Late 2010 I had my first proper boyfriend. He went alright. I knew he wasn’t a forever boyfriend but I was pretty attached to him as an idea. I had been doing bikram yoga on and off for years and really hated it, but he lived near the studio and one day I walked up the stairs and took a vinyasa class and at the time just really like it. When he broke up with me out of nowhere, I was devastated even though I knew it wasn’t working and I remember yoga somehow making me feel better.

A couple of months later, 5 girls set off on a holiday which would totally change my direction. My friendship with these girls became sister close but also the bevy of wanderlusting travelers seeking adventure with passion and conviction we met inspired and unsettled me and I came back not sure what to do with myself, a feeling i didn’t shake for a long time on returning. A school friend died shortly after and her funeral touched me not because we were particularly close, but because her life was celebrated too because of her passion and conviction and I realized my restlessness was a feeling in myself that I had neither of these. Around the same time I had been seeing a guy we met in Thailand for a couple of months and when he left for England, his home, I was devastated.

I remembered yoga made me feel better after my bf dumped me, so I turned to it again at this stage feeling restless and broken hearted. The more classes I took, the more it’s transformational power hooked me, transforming me from someone who took yoga to make myself feel better to someone who did yoga to try to make myself a better person to help others. This was especially profound when I met and took class with Les Levanthal, who I would follow to the end of the earth (but that year, just to Bali) just to feel his loving kindness and the passion and conviction I felt I lacked that he radiated through every pore of his being.
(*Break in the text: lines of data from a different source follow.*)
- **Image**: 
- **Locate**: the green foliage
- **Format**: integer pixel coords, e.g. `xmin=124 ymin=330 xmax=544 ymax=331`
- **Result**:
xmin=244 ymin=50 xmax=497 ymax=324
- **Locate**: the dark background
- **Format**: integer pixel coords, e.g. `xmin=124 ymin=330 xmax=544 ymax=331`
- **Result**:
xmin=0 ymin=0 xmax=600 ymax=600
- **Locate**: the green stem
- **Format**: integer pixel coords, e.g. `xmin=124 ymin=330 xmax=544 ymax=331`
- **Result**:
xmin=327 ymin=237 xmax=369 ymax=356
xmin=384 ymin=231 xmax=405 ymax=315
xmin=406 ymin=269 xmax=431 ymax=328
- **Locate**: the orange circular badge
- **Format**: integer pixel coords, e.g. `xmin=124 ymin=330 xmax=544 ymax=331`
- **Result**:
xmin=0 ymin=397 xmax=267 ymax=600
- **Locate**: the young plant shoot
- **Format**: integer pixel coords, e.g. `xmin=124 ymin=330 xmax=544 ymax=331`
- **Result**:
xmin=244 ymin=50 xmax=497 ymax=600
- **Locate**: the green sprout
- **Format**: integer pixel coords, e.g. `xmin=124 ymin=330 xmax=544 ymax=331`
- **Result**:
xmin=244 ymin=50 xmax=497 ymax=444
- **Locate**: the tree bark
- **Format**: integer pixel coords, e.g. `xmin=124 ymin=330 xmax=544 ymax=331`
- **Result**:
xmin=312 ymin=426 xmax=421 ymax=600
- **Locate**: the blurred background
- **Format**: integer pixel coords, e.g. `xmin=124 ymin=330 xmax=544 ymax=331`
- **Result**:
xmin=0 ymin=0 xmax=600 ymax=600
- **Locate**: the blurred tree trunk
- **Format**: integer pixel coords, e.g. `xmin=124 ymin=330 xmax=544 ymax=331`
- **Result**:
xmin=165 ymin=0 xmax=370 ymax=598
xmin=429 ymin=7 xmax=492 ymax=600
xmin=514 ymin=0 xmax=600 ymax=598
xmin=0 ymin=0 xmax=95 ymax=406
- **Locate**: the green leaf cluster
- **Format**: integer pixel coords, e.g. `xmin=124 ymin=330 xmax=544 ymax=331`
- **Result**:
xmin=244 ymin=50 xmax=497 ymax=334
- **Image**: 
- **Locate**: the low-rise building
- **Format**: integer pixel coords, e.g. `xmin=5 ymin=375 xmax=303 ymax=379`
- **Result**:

I spent the next few months, including my stint in Bali, using yoga to help me develop passion and conviction for living life with loving kindness so when a colleague casually told me about her experience as a volunteer in Indo, I knew that was the perfect opportunity for me to take all the benefits I gained from yoga and use serve others. This assignment was advertised and after more than 6 months of lead up, I am here and being pushed to my absolute limits and feeling everything on the emotional spectrum.

I wanted to tell this story not for my blog readers really but to remind myself on this night, when I am feeling dark after a weekend of solitude and stormy skies and lethargy, that I came here by my own choice with the knowledge that this would be an experience and with that experience would come extreme highs and like this past week, dark lows. I told this story to reinspire and remind myself that on the yoga mat, when we fall, we don’t stop, or cry, or walk out or give up. We breathe and take a moment and come back into the pose.